The new normal: "Lockdown," like "active shooter": a term that was unknown to us, but now is part of our young people's reality.
- That same helicopter soon showed scores of terrified kids filing out with their hands up — a routine procedure, Brian Williams' experts explained on MSNBC, because the shooter can escape, or do further harm, by melding into a pack of pupils.
- In fact, it sounds like that happened here. Per the Miami Herald:"The [19-year-old] shooter managed to slip in with his former classmates and make it off campus before he was taken into custody."
- So many students streamed out that it looked like this might turn out OK. About three hours after the first bulletin, we knew it was a worst-case scenario — what turned out to be 17 dead. Columbine was 15, including the two perpetrators.
- Brian Williams said that having to put their hands up was one more indignity for these scared students. In these scenarios, they also often have to yield their most prized possession — their backpack — until authorities know they have the gun.
- Jim Cavanaugh — a former ATF agent who's an MSNBC law-enforcement expert when news strikes, whether Mueller or Vegas — pointed out that if someone can walk across your parking lot with a long gun and enter your school or business, "You don't have security." But, really? How many places in America are prepared for that?

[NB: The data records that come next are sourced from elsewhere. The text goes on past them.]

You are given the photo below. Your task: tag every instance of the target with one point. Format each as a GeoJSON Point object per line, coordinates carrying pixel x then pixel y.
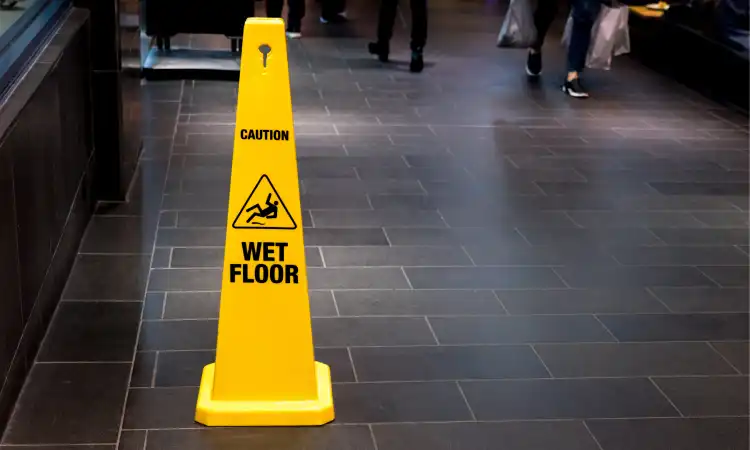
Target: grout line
{"type": "Point", "coordinates": [724, 358]}
{"type": "Point", "coordinates": [432, 331]}
{"type": "Point", "coordinates": [591, 433]}
{"type": "Point", "coordinates": [351, 361]}
{"type": "Point", "coordinates": [596, 317]}
{"type": "Point", "coordinates": [502, 305]}
{"type": "Point", "coordinates": [651, 379]}
{"type": "Point", "coordinates": [466, 401]}
{"type": "Point", "coordinates": [533, 348]}
{"type": "Point", "coordinates": [372, 436]}
{"type": "Point", "coordinates": [156, 365]}
{"type": "Point", "coordinates": [656, 297]}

- The heroics of the teachers were pointed out by Clint Van Zandt, another MSNBC expert, who used to be an FBI profiler. A few decades ago, our teachers ran tornado drills. Now, they have to be experts in crowd control, and know how to calm and shelter kids amid horror.
- All this is today's normal in a country that's one of the safest in the world, and should be one of the most nurturing. It all raises profound questions about what went wrong.
Here's a quick catch-up, via the Fort Lauderdale Sun Sentinel, the nearest big paper (Parkland, Fla., is in Broward County, sandwiched between Miami-Dade and Palm Beach counties)
- "The deadliest school shooting since Sandy Hook [20 students and six adults killed in Newtown, Conn., in 2012] erupted [when] a 19-year-old man with a troubled past and an AR-15 rifle stalked the halls of Parkland’s Marjory Stoneman Douglas High School."
- "Expelled from the school over disciplinary problems, Nikolas Cruz is accused of squeezing off shot after shot ... The AR-15 used in the mass shooting was legally bought by Cruz," according to his attorney Jim Lewis, who is representing the family.
- "Cruz was arrested off campus."
- "Panicked parents streamed to this affluent [area] ... [P]olice officers crouched behind cars with guns drawn and students congregated on streets, many crying, hugging and calling friends and family."